TPC-DS performance gains from AQE
In our experiments using TPC-DS data and queries, Adaptive Query Execution yielded up to an 8x speedup in query performance and 32 queries had more than 1.1x speedup Below is a chart of the 10 TPC-DS queries having the most performance improvement by AQE.
Most of these improvements have come from dynamic partition coalescing and dynamic join strategy switching since randomly generated TPC-DS data do not have skew. Yet we've seen even greater improvements in production workload in which all three features of AQE are leveraged.
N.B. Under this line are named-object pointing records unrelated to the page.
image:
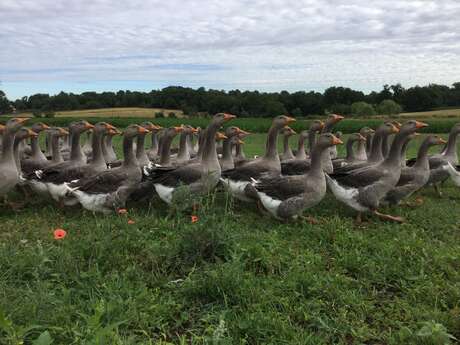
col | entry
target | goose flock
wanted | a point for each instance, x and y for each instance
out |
(373, 173)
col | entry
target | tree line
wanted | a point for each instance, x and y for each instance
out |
(390, 100)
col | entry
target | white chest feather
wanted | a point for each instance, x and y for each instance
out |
(270, 204)
(164, 192)
(93, 202)
(454, 174)
(236, 188)
(57, 191)
(348, 196)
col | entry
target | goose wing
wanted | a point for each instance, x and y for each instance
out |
(173, 177)
(361, 177)
(282, 187)
(246, 172)
(102, 183)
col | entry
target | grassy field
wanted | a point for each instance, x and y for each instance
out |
(255, 125)
(232, 277)
(149, 113)
(115, 112)
(435, 113)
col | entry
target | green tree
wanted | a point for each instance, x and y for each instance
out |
(5, 105)
(388, 107)
(274, 108)
(362, 109)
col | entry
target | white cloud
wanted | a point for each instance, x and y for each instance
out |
(264, 44)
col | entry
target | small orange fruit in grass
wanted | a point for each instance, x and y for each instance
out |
(59, 234)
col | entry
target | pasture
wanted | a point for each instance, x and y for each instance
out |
(115, 112)
(232, 277)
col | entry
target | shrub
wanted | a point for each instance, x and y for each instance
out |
(362, 109)
(340, 108)
(37, 113)
(388, 107)
(297, 112)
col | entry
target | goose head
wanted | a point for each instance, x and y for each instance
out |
(13, 125)
(433, 140)
(220, 118)
(282, 121)
(288, 131)
(317, 126)
(39, 126)
(328, 140)
(357, 137)
(80, 126)
(58, 131)
(24, 133)
(366, 131)
(411, 126)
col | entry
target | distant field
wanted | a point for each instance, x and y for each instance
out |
(150, 113)
(434, 113)
(116, 112)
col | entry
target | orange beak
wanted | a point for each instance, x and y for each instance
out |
(243, 133)
(109, 126)
(441, 141)
(336, 141)
(142, 130)
(88, 125)
(419, 124)
(31, 133)
(228, 117)
(220, 136)
(289, 119)
(397, 124)
(22, 119)
(337, 117)
(63, 131)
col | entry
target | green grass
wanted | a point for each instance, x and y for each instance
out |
(233, 277)
(255, 125)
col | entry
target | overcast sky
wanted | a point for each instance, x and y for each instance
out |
(269, 45)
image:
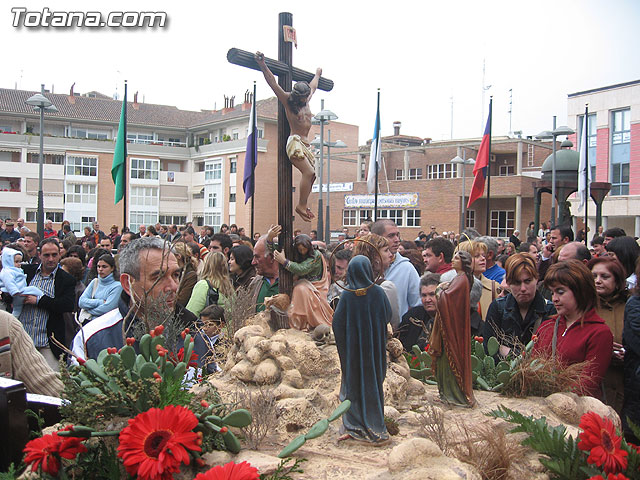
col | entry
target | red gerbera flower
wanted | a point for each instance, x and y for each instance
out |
(230, 471)
(155, 443)
(611, 476)
(599, 438)
(47, 450)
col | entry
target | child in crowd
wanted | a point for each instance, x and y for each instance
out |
(212, 318)
(13, 280)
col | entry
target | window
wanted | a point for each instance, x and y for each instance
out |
(442, 170)
(349, 218)
(620, 152)
(84, 222)
(143, 169)
(621, 126)
(82, 166)
(172, 219)
(507, 170)
(48, 159)
(502, 223)
(144, 138)
(213, 171)
(471, 219)
(56, 217)
(394, 215)
(137, 218)
(212, 200)
(413, 218)
(144, 196)
(415, 173)
(620, 179)
(81, 193)
(85, 133)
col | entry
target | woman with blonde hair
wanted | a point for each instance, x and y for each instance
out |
(188, 274)
(214, 278)
(490, 288)
(376, 249)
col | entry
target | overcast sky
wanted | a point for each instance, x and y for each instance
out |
(419, 53)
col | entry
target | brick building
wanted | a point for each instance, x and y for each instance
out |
(182, 165)
(419, 186)
(614, 150)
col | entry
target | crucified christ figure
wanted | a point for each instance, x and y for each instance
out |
(296, 106)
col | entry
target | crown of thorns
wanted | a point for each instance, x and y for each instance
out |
(358, 291)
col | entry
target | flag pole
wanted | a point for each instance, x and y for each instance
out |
(489, 167)
(375, 194)
(254, 146)
(124, 203)
(587, 168)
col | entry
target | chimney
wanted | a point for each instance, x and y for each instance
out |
(71, 97)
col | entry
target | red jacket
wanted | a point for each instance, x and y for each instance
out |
(592, 340)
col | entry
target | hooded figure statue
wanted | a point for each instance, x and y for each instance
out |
(13, 280)
(360, 329)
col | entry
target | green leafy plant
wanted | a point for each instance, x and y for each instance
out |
(567, 458)
(315, 431)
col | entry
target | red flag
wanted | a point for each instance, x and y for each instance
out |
(482, 164)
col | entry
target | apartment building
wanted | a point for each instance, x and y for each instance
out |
(614, 150)
(182, 165)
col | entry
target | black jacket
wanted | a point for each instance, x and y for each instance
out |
(64, 299)
(503, 317)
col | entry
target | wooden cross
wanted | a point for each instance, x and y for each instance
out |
(286, 73)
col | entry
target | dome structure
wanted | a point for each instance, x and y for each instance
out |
(567, 163)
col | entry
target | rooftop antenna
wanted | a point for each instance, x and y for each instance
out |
(484, 90)
(510, 109)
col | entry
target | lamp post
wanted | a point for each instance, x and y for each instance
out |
(321, 118)
(329, 144)
(554, 134)
(41, 103)
(464, 162)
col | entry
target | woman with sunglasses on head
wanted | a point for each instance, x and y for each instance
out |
(514, 318)
(610, 279)
(577, 334)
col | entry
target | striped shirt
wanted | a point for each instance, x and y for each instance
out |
(33, 318)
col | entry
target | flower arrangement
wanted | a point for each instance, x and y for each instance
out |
(599, 453)
(148, 423)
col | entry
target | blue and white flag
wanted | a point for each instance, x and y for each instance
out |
(251, 156)
(584, 169)
(376, 153)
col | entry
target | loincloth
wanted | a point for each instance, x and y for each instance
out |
(296, 149)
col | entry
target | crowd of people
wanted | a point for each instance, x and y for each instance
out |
(72, 294)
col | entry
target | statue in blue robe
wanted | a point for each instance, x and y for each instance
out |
(360, 329)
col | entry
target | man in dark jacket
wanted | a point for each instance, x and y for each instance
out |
(43, 317)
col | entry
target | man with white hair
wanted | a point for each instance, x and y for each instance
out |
(149, 274)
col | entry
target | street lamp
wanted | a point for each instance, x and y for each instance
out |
(41, 103)
(463, 161)
(321, 118)
(555, 133)
(329, 144)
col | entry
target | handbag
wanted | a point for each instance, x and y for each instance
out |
(84, 316)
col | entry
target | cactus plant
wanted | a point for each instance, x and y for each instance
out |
(318, 429)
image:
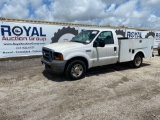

AQE can be enabled by setting SQL config spark.sql.adaptive.enabled to true (default false in Spark 3.0), and applies if the query meets the following criteria:
- It is not a streaming query
- It contains at least one exchange (usually when there's a join, aggregate or window operator) or one subquery
By making query optimization less dependent on static statistics, AQE has solved one of the greatest struggles of Spark cost-based optimization — the balance between the stats collection overhead and the estimation accuracy. To achieve the best estimation accuracy and planning outcome, it is usually required to maintain detailed, up-to-date statistics and some of them are expensive to collect, such as column histograms, which can be used to improve selectivity and cardinality estimation or to detect data skew. AQE has largely eliminated the need for such statistics as well as for the manual tuning effort. On top of that, AQE has also made SQL query optimization more resilient to the presence of arbitrary UDFs and unpredictable data set changes, e.g., sudden increase or decrease in data size, frequent and random data skew, etc. There's no need to "know" your data in advance any more. AQE will figure out the data and improve the query plan as the query runs, increasing query performance for faster analytics and system performance.